For a while now I had been expecting better developer documentation from Microsoft. You’d think if you were looking for tips and ideas on how to develop software that Microsoft would know a thing or two. I mean they write a lot of software (some better than others) and they have several development tools and platforms.
And there is a ton of documentation on specific tools or examples how to use some specific classes in excruciating detail. However, as far as general software design, architecture, and processes they haven’t had much. And that’s the kind of stuff I was looking for.
Then it dawned on me that a tool vendor is going to document how to use all the extended features and document as much as they can about their tool. But many of the principals of good design are platform independent. In fact good practice is often to go for the general case and only use the specialized features when necessary, and even then you build abstraction layers around them.
Then there is the quote “the sky is a different color at Microsoft.” i.e. Microsoft is so big that most everything they use comes from Microsoft. If an idea wasn’t invented there or they have not made their own version of a tool, they often appear ignorant that such an idea or tool exists.
I guess all I’m saying is that I no longer expect this kind of info from Microsoft.

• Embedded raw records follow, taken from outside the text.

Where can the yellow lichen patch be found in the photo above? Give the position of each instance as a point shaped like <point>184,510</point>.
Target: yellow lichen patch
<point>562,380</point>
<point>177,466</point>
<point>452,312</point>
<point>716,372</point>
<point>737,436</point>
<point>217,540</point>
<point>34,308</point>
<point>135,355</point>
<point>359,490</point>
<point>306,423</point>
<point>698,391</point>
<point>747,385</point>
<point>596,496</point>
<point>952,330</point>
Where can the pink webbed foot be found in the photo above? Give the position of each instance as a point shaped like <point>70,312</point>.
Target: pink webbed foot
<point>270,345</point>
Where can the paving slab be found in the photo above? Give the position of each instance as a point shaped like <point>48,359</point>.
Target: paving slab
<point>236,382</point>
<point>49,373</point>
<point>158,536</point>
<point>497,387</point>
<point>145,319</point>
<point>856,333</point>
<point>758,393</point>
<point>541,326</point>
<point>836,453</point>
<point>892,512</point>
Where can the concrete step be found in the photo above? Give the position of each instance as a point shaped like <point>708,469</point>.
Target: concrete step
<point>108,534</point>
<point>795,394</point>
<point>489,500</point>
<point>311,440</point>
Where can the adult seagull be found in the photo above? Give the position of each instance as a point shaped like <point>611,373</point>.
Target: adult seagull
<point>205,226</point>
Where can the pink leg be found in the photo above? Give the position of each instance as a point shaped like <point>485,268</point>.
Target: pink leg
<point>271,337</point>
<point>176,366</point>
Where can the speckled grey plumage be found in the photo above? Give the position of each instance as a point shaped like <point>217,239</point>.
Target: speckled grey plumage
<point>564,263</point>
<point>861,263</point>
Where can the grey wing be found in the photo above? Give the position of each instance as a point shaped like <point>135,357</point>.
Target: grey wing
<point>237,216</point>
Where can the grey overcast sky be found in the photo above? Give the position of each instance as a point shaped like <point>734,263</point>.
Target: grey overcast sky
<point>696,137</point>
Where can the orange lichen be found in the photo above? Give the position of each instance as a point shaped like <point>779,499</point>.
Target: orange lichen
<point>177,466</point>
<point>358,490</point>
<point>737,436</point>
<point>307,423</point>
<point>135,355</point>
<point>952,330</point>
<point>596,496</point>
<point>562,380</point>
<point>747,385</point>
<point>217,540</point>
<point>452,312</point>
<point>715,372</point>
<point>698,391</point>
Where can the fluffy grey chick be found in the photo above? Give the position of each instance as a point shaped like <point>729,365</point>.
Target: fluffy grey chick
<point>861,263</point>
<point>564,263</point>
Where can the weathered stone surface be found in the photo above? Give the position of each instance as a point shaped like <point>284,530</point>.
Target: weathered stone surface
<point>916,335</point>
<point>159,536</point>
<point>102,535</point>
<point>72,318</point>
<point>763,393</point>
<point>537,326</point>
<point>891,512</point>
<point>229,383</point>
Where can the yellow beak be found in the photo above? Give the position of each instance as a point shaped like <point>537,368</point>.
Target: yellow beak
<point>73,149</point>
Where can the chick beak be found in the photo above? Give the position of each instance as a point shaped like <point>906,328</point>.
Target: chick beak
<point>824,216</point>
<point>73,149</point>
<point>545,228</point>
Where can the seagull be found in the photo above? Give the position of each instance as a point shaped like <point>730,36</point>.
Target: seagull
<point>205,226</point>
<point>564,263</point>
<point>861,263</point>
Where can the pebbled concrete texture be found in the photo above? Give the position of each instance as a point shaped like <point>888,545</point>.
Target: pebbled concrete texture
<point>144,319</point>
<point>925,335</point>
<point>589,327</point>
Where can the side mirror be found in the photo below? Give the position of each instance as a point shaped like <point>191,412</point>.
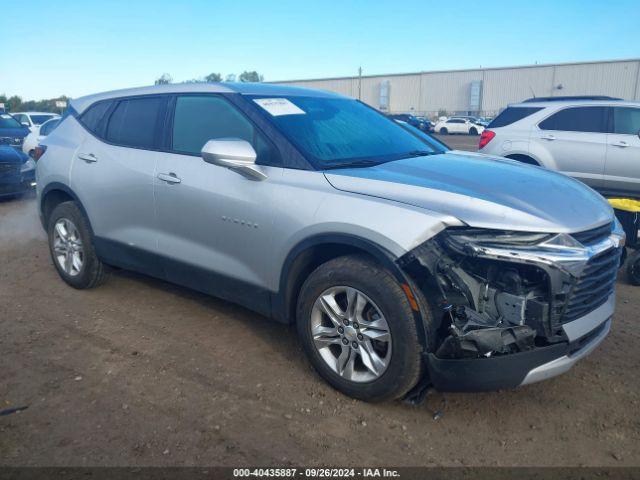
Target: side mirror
<point>235,154</point>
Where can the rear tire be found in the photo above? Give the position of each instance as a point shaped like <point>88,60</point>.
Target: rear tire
<point>379,341</point>
<point>71,247</point>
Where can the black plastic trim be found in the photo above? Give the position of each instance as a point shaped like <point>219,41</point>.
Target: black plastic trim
<point>486,374</point>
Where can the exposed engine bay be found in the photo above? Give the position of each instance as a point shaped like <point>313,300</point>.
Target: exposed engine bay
<point>489,306</point>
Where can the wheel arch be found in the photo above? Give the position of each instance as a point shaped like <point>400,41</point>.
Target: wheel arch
<point>54,194</point>
<point>311,252</point>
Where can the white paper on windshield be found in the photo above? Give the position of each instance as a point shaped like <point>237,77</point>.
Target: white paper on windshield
<point>279,106</point>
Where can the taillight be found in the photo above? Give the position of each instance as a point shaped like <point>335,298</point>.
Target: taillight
<point>39,151</point>
<point>485,138</point>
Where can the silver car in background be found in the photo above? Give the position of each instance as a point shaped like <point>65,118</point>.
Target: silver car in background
<point>402,263</point>
<point>593,139</point>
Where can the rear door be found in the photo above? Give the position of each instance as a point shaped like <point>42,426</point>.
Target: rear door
<point>576,139</point>
<point>622,170</point>
<point>113,172</point>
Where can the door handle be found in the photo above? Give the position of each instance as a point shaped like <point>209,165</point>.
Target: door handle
<point>88,157</point>
<point>621,144</point>
<point>169,177</point>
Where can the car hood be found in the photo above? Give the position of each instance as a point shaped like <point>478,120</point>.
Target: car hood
<point>482,191</point>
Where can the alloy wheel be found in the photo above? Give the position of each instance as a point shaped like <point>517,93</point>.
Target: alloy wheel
<point>67,247</point>
<point>351,334</point>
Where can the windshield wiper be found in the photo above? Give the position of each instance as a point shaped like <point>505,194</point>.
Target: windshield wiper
<point>419,153</point>
<point>360,164</point>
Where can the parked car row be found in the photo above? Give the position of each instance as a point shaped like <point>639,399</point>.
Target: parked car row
<point>463,125</point>
<point>20,134</point>
<point>420,123</point>
<point>596,140</point>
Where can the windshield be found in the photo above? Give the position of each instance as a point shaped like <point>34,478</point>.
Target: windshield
<point>7,121</point>
<point>40,119</point>
<point>337,132</point>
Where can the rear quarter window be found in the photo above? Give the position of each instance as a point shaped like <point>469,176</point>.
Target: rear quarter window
<point>94,118</point>
<point>511,115</point>
<point>577,119</point>
<point>135,122</point>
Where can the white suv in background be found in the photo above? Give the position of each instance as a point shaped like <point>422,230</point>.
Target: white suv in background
<point>593,139</point>
<point>458,125</point>
<point>32,120</point>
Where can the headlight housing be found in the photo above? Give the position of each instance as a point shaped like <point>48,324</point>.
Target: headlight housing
<point>478,236</point>
<point>28,165</point>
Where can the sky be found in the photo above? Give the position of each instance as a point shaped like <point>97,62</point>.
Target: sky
<point>80,47</point>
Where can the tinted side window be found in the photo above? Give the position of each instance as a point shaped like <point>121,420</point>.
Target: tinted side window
<point>626,120</point>
<point>511,115</point>
<point>134,122</point>
<point>93,117</point>
<point>577,119</point>
<point>198,119</point>
<point>48,127</point>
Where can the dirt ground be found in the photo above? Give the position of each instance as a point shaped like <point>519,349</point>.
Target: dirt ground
<point>141,372</point>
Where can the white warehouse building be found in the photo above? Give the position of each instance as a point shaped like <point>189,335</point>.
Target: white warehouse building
<point>484,91</point>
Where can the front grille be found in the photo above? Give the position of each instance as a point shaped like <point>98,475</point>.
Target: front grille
<point>9,168</point>
<point>589,237</point>
<point>594,286</point>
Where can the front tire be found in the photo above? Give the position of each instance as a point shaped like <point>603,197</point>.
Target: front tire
<point>633,268</point>
<point>71,247</point>
<point>358,330</point>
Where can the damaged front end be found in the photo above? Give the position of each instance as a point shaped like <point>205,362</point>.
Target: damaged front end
<point>505,303</point>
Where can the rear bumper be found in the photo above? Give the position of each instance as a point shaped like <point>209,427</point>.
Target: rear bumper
<point>511,371</point>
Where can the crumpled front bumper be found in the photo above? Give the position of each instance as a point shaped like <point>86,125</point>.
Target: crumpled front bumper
<point>511,371</point>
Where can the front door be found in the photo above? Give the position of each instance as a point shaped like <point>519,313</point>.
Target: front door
<point>215,226</point>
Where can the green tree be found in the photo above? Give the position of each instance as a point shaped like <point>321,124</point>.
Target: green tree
<point>213,77</point>
<point>164,79</point>
<point>251,76</point>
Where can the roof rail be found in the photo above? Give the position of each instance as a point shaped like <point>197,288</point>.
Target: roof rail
<point>570,98</point>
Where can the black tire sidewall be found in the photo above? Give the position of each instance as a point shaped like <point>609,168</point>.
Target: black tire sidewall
<point>405,365</point>
<point>85,278</point>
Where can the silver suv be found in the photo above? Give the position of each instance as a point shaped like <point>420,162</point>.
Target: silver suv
<point>401,263</point>
<point>596,141</point>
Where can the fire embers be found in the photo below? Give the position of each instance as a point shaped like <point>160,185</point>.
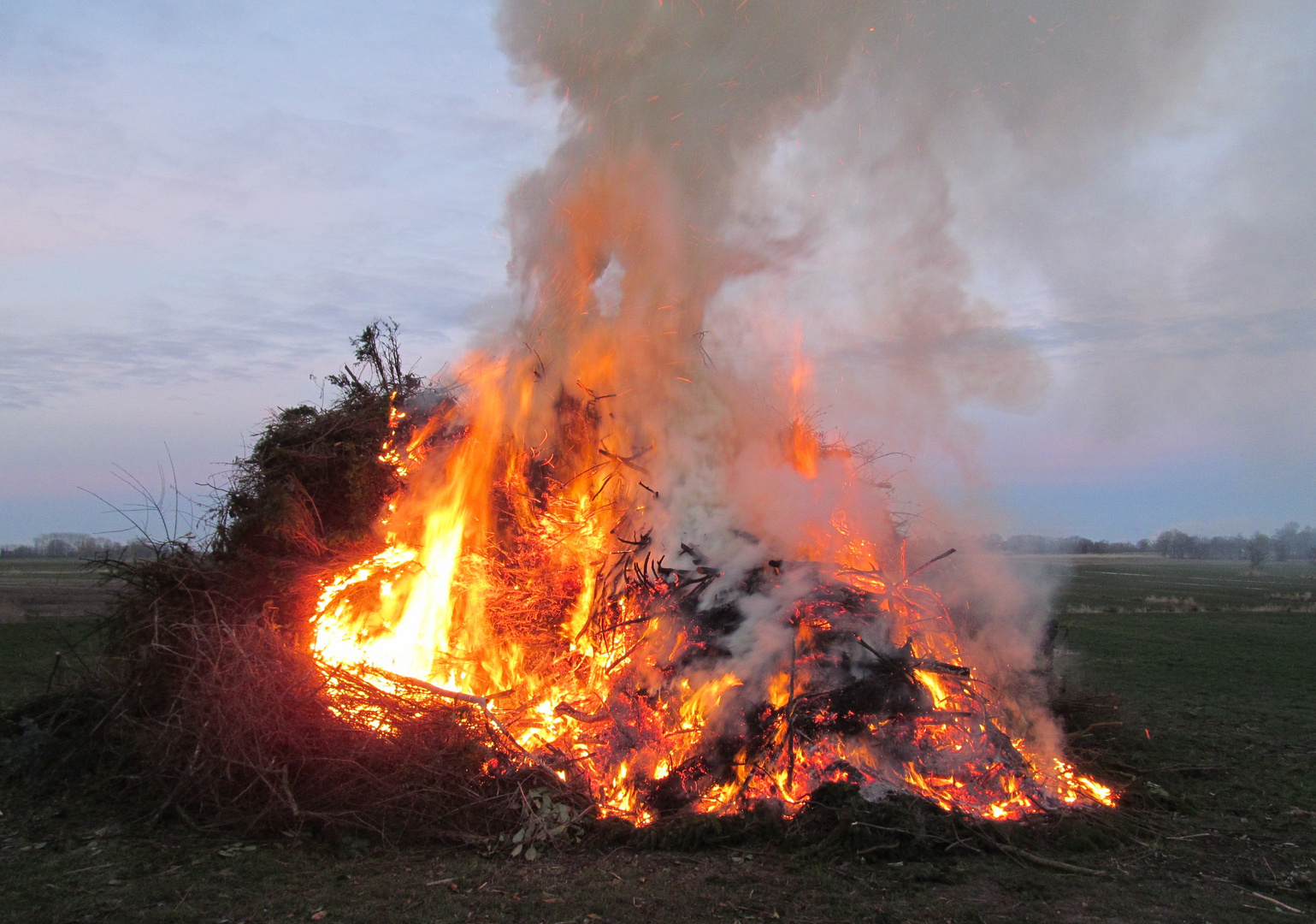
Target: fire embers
<point>527,582</point>
<point>842,703</point>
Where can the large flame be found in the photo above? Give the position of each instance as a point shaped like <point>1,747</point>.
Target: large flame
<point>652,570</point>
<point>532,578</point>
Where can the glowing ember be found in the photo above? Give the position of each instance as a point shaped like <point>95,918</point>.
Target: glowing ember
<point>610,666</point>
<point>653,572</point>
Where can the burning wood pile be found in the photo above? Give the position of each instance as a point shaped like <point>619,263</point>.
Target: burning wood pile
<point>619,561</point>
<point>619,665</point>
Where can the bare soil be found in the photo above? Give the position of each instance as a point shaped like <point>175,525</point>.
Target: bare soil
<point>1208,718</point>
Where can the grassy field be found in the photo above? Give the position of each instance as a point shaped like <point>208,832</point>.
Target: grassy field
<point>1206,711</point>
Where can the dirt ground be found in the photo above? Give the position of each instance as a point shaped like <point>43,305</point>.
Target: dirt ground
<point>1207,719</point>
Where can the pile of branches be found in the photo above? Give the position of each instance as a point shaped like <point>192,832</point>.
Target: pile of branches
<point>207,704</point>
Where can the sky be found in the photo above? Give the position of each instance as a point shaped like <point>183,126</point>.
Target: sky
<point>202,202</point>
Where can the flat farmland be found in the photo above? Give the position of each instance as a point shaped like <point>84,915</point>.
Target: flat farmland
<point>1190,684</point>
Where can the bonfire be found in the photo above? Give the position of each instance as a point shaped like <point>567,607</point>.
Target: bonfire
<point>619,559</point>
<point>657,677</point>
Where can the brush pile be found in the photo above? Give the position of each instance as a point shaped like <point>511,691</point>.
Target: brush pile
<point>208,704</point>
<point>242,681</point>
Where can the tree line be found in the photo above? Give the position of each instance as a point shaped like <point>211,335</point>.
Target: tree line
<point>1289,542</point>
<point>75,545</point>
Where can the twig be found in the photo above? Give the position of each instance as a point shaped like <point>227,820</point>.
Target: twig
<point>1044,861</point>
<point>1276,902</point>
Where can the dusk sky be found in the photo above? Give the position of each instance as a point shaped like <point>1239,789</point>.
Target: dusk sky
<point>202,202</point>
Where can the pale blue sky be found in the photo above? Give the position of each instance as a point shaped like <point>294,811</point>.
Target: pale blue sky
<point>200,202</point>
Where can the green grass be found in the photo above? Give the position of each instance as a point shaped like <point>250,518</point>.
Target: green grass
<point>1150,583</point>
<point>1216,741</point>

Instead I’ve been doing much better learning from blogs, open source projects, and books (lots of books.) The do have a patterns & practices group and they have been improving and the talk about the ASP.NET MVC framework seems promising (lots of examples of interacting with existing open source software.)
I think its one of the failures of the style of documentation which Microsoft uses in it’s .net codebase. Using in-line comments within the code forces you to describe how to use each class separately. There is no place to put comments which describe how to use the code as a whole.
I’m still trying to figure out what Microsoft had in mind when they created the idea of datasets. Sure it makes sense for toy sized projects and applications, but what happens when you have 100+ tables in you database. Do you put all 100 tables into one dataset? Of course not, but then how do you enforce referential integrity when getting new keys from the database.
Another reason that Microsoft doesn’t show you good software development principles is because then it would highlight the deficiencies of its products / frameworks. For example, if you really had an expert using datasets for a large application, it would show that datasets can be more trouble then they are worth.